In the next steps of the investigation, analytic epidemiologic studies were conducted to test the hypotheses generated by case finding. These studies compare the frequency with which ill persons report exposure to a particular food item to the frequency with which healthy persons (or controls) report that exposure.  If the ill group is more likely than the well group to report exposure to a particular food, a statistical test can show how likely this finding would have occurred by chance alone. Additional information about the likelihood of that particular food actually being contaminated, the biological plausibility of it causing the illnesses, the fit of the cases with the distribution of the food, and other factors may enter into the professional judgment of whether the food with a statistically significant association with cases is likely to explain the outbreak. Preliminary findings from these types of studies guided subsequent next steps of the investigation while additional statistical analyses are being conducted on the data gathered.  It is important to keep in mind at this stage of investigation, as analyses are conducted and interpreted, that initial findings and hypotheses may change.  As is common in outbreak investigations but especially true for foodborne outbreaks, the process of case finding, hypothesis generating, and hypothesis testing is an iterative process; each step informs subsequent steps and often leads to new investigative avenues.

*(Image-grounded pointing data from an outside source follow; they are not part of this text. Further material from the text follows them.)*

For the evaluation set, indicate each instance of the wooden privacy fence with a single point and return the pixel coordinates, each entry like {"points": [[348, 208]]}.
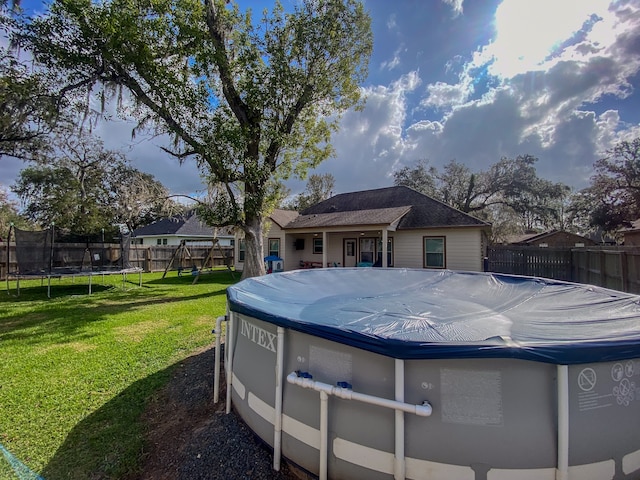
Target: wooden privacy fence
{"points": [[611, 267], [151, 258]]}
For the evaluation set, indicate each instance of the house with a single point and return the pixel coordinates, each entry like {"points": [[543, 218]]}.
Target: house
{"points": [[171, 231], [355, 229], [552, 238]]}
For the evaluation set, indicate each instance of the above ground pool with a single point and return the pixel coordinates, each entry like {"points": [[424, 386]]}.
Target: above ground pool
{"points": [[370, 373]]}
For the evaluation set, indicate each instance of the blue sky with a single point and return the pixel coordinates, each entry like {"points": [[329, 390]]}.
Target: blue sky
{"points": [[470, 80]]}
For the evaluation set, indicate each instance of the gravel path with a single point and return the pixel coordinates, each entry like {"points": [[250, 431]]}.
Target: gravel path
{"points": [[190, 438]]}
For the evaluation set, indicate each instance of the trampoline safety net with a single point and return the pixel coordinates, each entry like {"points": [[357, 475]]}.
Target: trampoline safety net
{"points": [[37, 253]]}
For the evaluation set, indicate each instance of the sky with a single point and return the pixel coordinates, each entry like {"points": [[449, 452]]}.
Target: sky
{"points": [[470, 80]]}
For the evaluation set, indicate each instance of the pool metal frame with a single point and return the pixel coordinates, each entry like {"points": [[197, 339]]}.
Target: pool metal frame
{"points": [[562, 471]]}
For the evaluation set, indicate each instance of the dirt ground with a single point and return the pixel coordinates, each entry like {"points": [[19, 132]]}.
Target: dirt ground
{"points": [[190, 438]]}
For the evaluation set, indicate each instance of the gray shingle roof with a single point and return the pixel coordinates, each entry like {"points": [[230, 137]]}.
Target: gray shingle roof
{"points": [[180, 225], [380, 216], [424, 211], [283, 217]]}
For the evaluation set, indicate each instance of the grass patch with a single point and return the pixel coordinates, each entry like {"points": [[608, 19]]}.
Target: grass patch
{"points": [[77, 370]]}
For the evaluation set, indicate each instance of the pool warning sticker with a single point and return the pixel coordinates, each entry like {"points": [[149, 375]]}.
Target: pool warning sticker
{"points": [[613, 385], [471, 397]]}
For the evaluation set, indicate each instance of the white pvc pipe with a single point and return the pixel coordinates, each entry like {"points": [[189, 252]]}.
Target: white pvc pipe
{"points": [[324, 435], [423, 410], [277, 426], [216, 353], [399, 462], [562, 471], [229, 362]]}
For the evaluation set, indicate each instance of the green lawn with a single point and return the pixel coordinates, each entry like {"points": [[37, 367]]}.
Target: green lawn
{"points": [[77, 370]]}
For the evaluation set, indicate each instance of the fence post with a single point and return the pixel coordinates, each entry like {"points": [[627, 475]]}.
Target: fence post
{"points": [[624, 271]]}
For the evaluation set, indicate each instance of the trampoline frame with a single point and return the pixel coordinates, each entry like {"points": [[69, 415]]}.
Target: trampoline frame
{"points": [[49, 271]]}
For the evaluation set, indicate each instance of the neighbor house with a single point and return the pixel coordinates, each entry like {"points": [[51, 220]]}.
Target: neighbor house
{"points": [[355, 229], [187, 227]]}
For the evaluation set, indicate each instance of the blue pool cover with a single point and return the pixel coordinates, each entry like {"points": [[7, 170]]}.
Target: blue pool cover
{"points": [[421, 314]]}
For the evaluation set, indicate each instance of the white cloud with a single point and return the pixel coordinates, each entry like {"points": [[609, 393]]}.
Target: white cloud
{"points": [[456, 5], [443, 96]]}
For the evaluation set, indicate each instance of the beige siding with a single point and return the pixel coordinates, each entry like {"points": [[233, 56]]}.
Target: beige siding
{"points": [[463, 248]]}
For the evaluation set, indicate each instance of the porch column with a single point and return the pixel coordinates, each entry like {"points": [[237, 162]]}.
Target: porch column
{"points": [[385, 239], [325, 247]]}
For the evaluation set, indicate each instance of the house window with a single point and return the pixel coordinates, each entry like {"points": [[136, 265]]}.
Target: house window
{"points": [[367, 250], [389, 252], [434, 252], [274, 247], [241, 249]]}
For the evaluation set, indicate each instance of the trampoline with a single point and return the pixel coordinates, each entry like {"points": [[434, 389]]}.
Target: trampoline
{"points": [[39, 256], [371, 373]]}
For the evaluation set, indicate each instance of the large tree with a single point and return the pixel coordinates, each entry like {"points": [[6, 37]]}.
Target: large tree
{"points": [[28, 110], [252, 101], [9, 214]]}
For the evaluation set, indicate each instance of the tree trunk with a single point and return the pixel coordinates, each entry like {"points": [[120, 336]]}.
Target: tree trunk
{"points": [[254, 248]]}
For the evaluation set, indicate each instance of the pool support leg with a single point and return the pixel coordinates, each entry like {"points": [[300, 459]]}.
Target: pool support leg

In the next phase of the investigation, in late May, the New Mexico Department of Health, the Texas Department of State Health Services, and the Indian Health Service, in consultation with CDC, conducted a multi-state case-control study.  The data from the earlier 19 hypothesis generating interviews were used to identify which foods were most frequently consumed by the ill people.  The questionnaire used in this case-control study included the 14 foods¹ reported by half or more of the ill people in the hypothesis-generating interviews.  These questionnaires were administered to approximately 150 people. By May 31, preliminary results of the case-control study demonstrated that illness was significantly associated with consumption of raw tomatoes (88% of cases consumed raw tomatoes compared with 64% of the controls, a very strong statistical difference).  FDA was formally notified of this significant association between tomatoes and infection. Statistical analysis of these data showed that illness was associated with consumption of raw tomatoes independent of consumption of tomatoes in salsa, guacamole, or pico de gallo. 

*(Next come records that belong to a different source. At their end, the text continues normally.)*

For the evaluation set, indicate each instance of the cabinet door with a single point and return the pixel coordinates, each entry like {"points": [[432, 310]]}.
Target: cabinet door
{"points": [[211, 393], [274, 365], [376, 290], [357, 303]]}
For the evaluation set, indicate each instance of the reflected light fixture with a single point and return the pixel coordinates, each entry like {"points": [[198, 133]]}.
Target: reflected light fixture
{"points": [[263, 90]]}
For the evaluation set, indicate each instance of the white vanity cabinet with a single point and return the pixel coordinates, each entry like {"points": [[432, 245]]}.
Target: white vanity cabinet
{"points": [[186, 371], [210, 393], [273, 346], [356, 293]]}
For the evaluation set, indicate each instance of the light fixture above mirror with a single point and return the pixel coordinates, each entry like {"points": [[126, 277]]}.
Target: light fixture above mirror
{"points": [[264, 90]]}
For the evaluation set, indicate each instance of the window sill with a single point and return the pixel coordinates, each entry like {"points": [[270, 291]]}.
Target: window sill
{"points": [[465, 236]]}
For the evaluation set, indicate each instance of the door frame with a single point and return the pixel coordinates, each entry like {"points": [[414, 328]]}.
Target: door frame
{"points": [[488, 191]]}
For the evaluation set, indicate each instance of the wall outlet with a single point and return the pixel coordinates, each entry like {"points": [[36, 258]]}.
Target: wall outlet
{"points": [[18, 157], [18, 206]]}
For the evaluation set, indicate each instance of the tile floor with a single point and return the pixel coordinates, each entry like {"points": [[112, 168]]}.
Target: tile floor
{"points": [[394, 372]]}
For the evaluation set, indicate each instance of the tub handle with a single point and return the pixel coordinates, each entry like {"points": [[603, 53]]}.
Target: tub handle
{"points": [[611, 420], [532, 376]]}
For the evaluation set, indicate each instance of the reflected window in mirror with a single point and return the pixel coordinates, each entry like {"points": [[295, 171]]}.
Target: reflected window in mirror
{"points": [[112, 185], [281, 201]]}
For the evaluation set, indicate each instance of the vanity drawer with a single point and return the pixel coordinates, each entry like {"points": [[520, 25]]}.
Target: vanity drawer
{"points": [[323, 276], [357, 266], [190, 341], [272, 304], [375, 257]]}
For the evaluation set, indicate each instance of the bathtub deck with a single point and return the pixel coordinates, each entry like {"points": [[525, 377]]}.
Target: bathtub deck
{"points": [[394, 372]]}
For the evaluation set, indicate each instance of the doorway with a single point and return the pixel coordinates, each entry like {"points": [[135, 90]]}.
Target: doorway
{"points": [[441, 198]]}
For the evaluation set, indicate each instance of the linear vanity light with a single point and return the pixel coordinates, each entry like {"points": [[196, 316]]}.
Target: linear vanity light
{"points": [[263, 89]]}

The next step in the investigation was to trace the implicated food back to its sources, looking for points where contamination might have occurred, and to determine if there is a single farm, processing location, or other point in distribution system that could explain all the illnesses providing additional evidence supporting the food item as a cause of the outbreak. Tracing the implicated food back from consumption through preparation, to distributors, and source can also help determine how the contamination occurred, stop distribution of the contaminated product, and prevent further outbreaks from occurring.  On May 31, 2008, FDA decided to initiate investigations attempting to trace the tomatoes reported to have been eaten by ill persons back to their sources. Tracebacks began on June 1, 2008. Throughout the investigation there has been ongoing communication between CDC and FDA regarding these traceback investigations.

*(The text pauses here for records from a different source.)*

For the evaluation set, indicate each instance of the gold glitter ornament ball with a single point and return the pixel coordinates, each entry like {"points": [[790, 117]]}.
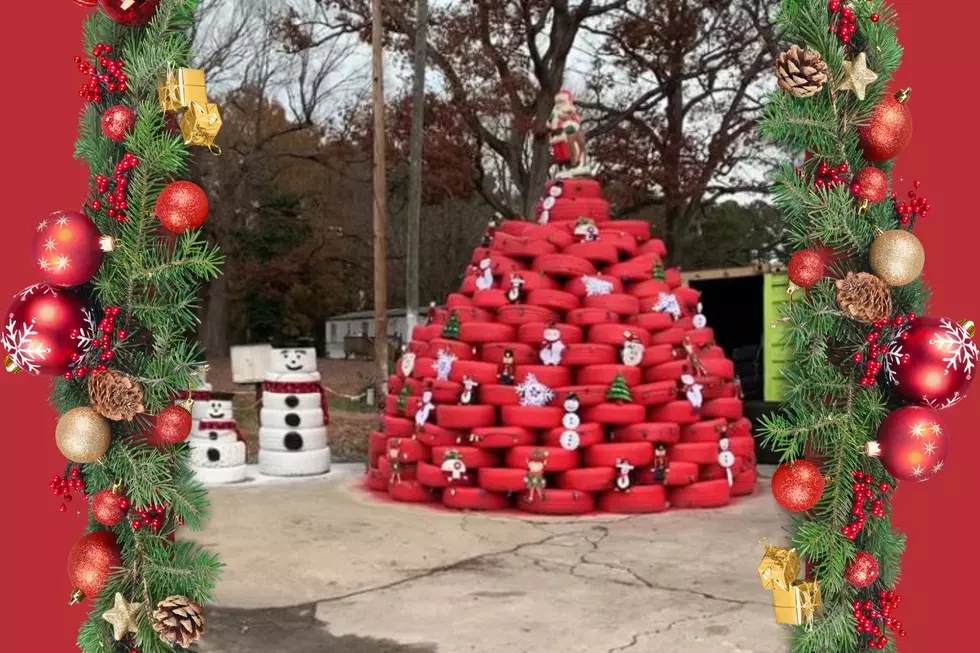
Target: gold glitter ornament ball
{"points": [[82, 435], [897, 257]]}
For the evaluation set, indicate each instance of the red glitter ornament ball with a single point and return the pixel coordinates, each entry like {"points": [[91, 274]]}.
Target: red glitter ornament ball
{"points": [[890, 129], [47, 329], [90, 563], [107, 507], [117, 122], [67, 248], [932, 362], [863, 571], [870, 184], [797, 486], [911, 443], [173, 424], [182, 206], [129, 12], [805, 268]]}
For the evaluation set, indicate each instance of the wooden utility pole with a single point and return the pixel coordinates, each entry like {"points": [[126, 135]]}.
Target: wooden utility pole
{"points": [[415, 170], [380, 208]]}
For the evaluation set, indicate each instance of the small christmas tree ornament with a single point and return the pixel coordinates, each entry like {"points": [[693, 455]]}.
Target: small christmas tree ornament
{"points": [[801, 72], [115, 396], [911, 443], [117, 122], [124, 617], [864, 297], [90, 562], [173, 423], [889, 131], [805, 269], [798, 485], [82, 435], [178, 621], [109, 507], [897, 257], [182, 206], [862, 571]]}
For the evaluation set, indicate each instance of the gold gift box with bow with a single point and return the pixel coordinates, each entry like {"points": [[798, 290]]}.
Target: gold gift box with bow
{"points": [[799, 604], [179, 87]]}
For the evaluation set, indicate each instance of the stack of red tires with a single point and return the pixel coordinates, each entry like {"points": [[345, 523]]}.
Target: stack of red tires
{"points": [[497, 439]]}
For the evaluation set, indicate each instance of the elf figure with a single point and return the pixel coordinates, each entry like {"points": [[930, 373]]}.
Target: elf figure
{"points": [[506, 376], [552, 346], [623, 480], [515, 294], [468, 396], [485, 280], [534, 480]]}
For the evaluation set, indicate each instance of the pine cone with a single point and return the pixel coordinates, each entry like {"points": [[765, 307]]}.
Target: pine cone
{"points": [[801, 72], [115, 396], [178, 620], [864, 297]]}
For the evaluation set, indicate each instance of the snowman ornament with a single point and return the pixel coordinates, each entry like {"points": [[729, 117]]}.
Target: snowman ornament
{"points": [[552, 346], [485, 280], [570, 421], [623, 481]]}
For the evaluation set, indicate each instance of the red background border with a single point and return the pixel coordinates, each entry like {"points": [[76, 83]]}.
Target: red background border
{"points": [[40, 116]]}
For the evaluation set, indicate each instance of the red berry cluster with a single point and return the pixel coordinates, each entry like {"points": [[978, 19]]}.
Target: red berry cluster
{"points": [[866, 613], [117, 196], [864, 490], [62, 486], [875, 350], [917, 206], [110, 78]]}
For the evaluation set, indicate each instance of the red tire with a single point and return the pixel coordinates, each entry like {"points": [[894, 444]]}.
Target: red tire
{"points": [[648, 432], [502, 479], [589, 434], [518, 314], [473, 498], [605, 374], [532, 334], [556, 300], [475, 333], [618, 303], [728, 408], [638, 499], [558, 502], [502, 437], [473, 457], [587, 479], [581, 355], [465, 417], [578, 288], [493, 352], [615, 414], [678, 411], [615, 334], [702, 453], [597, 252], [563, 265], [706, 494], [606, 455], [411, 492], [531, 417], [552, 376], [557, 459]]}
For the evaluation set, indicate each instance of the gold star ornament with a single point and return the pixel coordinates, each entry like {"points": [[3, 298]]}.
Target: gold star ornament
{"points": [[857, 76], [122, 616]]}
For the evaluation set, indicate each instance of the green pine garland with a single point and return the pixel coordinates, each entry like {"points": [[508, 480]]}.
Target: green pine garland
{"points": [[155, 281], [827, 415]]}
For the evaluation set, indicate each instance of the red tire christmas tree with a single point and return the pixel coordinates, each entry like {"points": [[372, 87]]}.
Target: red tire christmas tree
{"points": [[571, 373]]}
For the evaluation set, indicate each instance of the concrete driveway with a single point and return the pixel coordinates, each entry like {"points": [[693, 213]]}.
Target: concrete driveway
{"points": [[317, 566]]}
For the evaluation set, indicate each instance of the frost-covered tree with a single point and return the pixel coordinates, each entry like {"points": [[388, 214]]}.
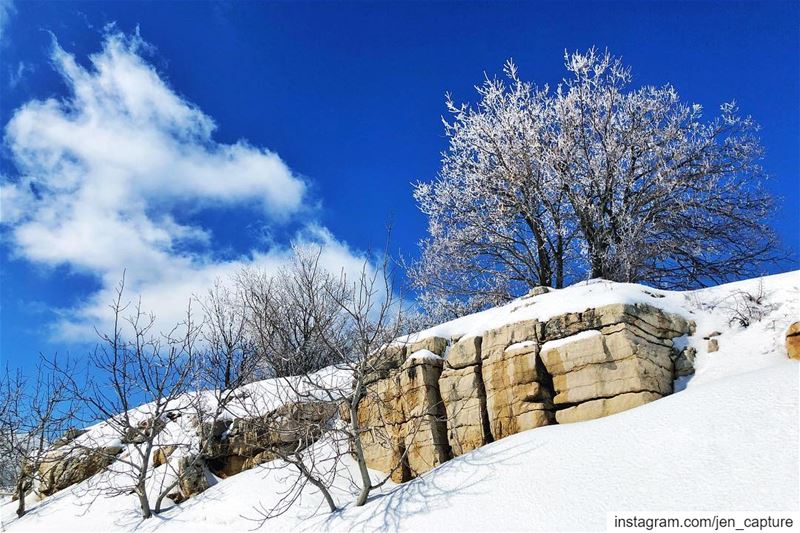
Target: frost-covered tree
{"points": [[594, 179], [659, 194], [498, 219]]}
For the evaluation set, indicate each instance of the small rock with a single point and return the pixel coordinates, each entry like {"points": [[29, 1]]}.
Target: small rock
{"points": [[793, 341], [537, 291]]}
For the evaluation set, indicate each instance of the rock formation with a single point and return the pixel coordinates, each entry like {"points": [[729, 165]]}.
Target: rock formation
{"points": [[420, 410], [793, 341]]}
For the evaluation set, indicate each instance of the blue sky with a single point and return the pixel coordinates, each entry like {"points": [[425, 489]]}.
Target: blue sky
{"points": [[312, 118]]}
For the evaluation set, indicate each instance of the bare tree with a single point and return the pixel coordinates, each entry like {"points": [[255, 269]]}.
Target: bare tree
{"points": [[357, 321], [226, 360], [289, 313], [142, 367], [35, 418]]}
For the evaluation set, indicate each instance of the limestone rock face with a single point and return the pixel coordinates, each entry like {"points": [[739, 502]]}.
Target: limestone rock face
{"points": [[62, 468], [516, 377], [684, 362], [160, 455], [193, 477], [626, 358], [465, 403], [793, 341], [403, 421], [645, 318], [604, 407], [518, 392]]}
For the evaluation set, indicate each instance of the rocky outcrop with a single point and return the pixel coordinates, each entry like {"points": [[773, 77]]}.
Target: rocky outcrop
{"points": [[464, 397], [65, 466], [243, 443], [624, 360], [793, 341], [403, 417], [161, 455], [420, 410]]}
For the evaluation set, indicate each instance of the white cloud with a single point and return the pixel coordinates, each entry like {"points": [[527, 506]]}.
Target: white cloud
{"points": [[102, 172], [6, 10]]}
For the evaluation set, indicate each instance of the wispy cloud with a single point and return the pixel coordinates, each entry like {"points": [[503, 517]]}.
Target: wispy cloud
{"points": [[7, 9], [103, 173]]}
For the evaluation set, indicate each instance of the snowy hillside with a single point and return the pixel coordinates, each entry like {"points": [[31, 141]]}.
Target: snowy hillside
{"points": [[726, 441]]}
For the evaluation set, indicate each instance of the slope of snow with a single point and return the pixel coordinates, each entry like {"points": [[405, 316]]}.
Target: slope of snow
{"points": [[728, 442]]}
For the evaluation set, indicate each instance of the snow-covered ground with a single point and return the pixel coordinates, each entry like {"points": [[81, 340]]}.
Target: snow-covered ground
{"points": [[727, 442]]}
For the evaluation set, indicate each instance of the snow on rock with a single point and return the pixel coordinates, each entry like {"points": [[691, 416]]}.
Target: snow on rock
{"points": [[424, 355], [557, 343]]}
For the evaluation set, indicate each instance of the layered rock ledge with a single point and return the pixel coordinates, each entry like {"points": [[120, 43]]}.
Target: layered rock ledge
{"points": [[437, 398]]}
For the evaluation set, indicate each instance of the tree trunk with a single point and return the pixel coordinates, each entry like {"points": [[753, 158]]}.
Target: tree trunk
{"points": [[143, 501], [21, 499], [317, 483], [366, 482]]}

On June 4, CDC received the first report of a possible restaurant cluster. Four cases in Illinois appeared to be related to exposure to a single restaurant.  Such clusters were otherwise absent in the early part of the outbreak. The outbreak continued and expanded. Over the next few weeks, hundreds more cases were reported from an increasing number of states.  The average number of persons who became ill between May 20 and June 10 was 33 per day. New information emerged as each case was reported and interviewed by local or state health department authorities. ¹

On June 16, CDC learned about the first recognized large cluster linked to a single restaurant, approximately 30 illnesses, in Texas. Between June 18 and June 20, Texas reported an additional 134 cases.  This surge in the number of cases from Texas highlighted the geographic concentration in the Southwest and in Native American and Hispanic persons, which did not have a clear explanation.  This information, along with the strong association between illness and consumption of Mexican-style foods in restaurants coming from continued analysis of the case-control studies, and the apparent continuation of the outbreak after the alert regarding tomatoes, led to the hypothesis that a food item commonly consumed with tomatoes could be causing illnesses.  Epidemiologists decided to focus the investigations on the recently identified clusters and to conduct a case-control study of persons nationwide who became ill in June.  CDC offered assistance to the Texas Department of State Health Services; a CDC Epi-Aid team arrived in Texas on June 19. 

By July 7, 32 clusters of Salmonella Saintpaul infections with the PFGE pattern of the outbreak strain had been identified in 13 states and the District of Columbia. Twenty-six were associated with Mexican-style restaurants. Most clusters had fewer than 5 ill persons.  Three clusters had more than 10 ill persons, and analytic studies have been conducted on these.  In one of these larger restaurant clusters, illnesses were linked to consumption of an item containing fresh tomatoes and fresh jalapeño peppers. In the other two, illnesses were linked to an item containing fresh jalapeño peppers but neither raw tomatoes, nor fresh cilantro.  Among the 22 smaller clusters with data on the presence of food items in the venue, four did not serve jalapeño peppers. Together, these investigations indicated that jalapeño peppers caused some illnesses, but did not appear to explain all illnesses. Raw tomatoes, fresh serrano peppers, and fresh cilantro also remained under investigation.   We were strongly considering the probability that more than one food item caused illness.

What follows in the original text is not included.